My trading guidelines

I suggest the following guidelines (with the proviso that its OK to break them with a good reason).

  1. Focus on liquid underlyings (e.g the name above). Spreads are typically tighter, which gives a fighting chance.
  2. Focus on the closest expiries (e.g. the next 3)
  3. Be careful with trades with three or more legs (e.g. condors and butterflies) esp if not on the XJO.
What I trade
  1. I exclusively trade XJO options with a heavy focus on the next 2 expiries which tend to be the most liquid.
  2. I am equally happy to be a buyer and a writer.
  3. I trade several strategies including straddles, strangles and unbalanced butterflies in addition to buying / writing single options.

Happy trading

Ed

Options Trading: Use an adviser or go it alone?

This is a fundamental point. I’ll present the arguments for both cases.

Use an adviser

There are a few very good reasons for using an ASX-accredited advisor:

  1. Trade Selection. An advisor will typically contact his clients periodically with trade recommendations. The quality of these recommendations can of course vary, but an experienced advisor is likely to come up with much better ideas than an inexperienced beginner. From a learning perspective, this can give the client a few ideas to focus on.
  2. Execution. Advisors can assist with placing orders into the market, which can itself be a little complicated for new traders (particularly if a trade has multiple “legs” i.e. two or more options are being simultaneously traded). Advisors who know their stuff will be aware of the nuances involved in getting the best price. Advisors will require clear instructions from the client but from there they take responsibility for any errors.
  3. Monitoring. Advisers will monitor the trade and recommend the optimimum time to close it to book profits or manage losses. In addition they can advise the client on managing their trades around dividends or corporate actions.
There are of course a few disadvantages of using an advisor.

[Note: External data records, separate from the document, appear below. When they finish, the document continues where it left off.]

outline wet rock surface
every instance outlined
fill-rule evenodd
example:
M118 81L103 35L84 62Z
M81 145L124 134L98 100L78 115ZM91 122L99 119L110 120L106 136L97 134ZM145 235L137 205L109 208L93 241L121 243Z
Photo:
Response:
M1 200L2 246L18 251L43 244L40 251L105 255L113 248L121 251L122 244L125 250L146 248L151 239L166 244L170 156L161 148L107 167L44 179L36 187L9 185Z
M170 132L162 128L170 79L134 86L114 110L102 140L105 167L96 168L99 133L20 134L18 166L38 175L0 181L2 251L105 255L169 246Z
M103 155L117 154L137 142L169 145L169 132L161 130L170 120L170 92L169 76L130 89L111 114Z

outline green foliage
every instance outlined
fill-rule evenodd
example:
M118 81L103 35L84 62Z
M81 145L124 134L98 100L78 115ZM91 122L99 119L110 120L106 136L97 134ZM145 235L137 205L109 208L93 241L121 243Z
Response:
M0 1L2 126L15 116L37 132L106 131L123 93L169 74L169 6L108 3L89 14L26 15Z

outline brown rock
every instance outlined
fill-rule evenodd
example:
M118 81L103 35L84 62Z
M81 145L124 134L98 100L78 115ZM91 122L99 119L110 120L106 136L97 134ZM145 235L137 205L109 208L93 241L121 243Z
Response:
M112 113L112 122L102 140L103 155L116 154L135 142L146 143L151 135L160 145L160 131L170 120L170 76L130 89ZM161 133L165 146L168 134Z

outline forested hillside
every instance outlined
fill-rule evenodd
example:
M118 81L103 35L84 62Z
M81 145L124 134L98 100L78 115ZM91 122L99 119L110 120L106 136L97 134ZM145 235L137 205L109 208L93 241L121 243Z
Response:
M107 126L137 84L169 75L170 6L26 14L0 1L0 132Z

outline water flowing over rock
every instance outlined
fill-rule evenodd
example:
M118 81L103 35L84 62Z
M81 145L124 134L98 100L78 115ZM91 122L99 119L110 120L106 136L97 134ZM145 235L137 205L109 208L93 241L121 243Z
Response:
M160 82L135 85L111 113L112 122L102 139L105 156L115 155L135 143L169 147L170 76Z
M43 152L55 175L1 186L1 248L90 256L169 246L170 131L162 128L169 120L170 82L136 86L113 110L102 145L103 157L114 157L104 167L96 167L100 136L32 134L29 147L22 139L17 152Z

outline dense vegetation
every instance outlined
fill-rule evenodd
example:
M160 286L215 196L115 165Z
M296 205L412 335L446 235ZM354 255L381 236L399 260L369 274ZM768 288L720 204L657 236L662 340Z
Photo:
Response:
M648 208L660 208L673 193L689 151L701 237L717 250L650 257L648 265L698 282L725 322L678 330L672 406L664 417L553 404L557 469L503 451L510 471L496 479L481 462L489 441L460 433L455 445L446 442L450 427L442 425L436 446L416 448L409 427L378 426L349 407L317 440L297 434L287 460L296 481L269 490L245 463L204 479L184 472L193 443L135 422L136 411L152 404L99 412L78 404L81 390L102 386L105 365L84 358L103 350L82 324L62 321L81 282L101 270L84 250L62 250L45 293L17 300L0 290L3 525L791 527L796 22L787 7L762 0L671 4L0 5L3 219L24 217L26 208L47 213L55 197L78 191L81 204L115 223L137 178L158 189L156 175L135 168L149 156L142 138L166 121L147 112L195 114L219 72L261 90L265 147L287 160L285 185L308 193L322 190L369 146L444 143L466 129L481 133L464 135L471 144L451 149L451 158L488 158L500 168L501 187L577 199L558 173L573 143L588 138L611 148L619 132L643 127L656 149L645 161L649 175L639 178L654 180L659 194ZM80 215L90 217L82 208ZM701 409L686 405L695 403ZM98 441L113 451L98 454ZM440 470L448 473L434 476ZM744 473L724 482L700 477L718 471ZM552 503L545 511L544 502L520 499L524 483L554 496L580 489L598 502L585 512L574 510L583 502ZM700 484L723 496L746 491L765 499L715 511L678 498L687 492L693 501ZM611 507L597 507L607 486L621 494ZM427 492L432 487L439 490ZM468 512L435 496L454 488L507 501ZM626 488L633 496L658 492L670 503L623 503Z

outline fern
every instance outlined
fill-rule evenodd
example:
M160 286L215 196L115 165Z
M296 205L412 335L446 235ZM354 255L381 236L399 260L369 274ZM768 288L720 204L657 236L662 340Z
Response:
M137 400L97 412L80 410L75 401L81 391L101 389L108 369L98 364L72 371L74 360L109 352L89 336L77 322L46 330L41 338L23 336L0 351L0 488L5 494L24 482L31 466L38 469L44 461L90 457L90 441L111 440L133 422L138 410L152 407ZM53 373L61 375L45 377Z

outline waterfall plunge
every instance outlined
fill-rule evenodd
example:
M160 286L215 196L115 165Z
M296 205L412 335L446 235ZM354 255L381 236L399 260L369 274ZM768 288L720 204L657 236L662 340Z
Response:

The most obvious is cost. Keep in mind that brokerage on options is typically higher than for shares. Use of an advisor increases the cost further.

Go it alone

An alternative is to use an online broker. The primary advantage of using an online broker is cost savings.  These savings can ultimately lead to a better bottom line, enabling better market timing (cost effectively scaling and out of trades) as well better risk mangement by cost-effectively hedging using additional options trades or stock. Discount brokers can also potentially offer research, information and portfolio analytics (e.g. calculate the option “greeks” for a particular position).
Disadvantage is obvious. You’re on your own.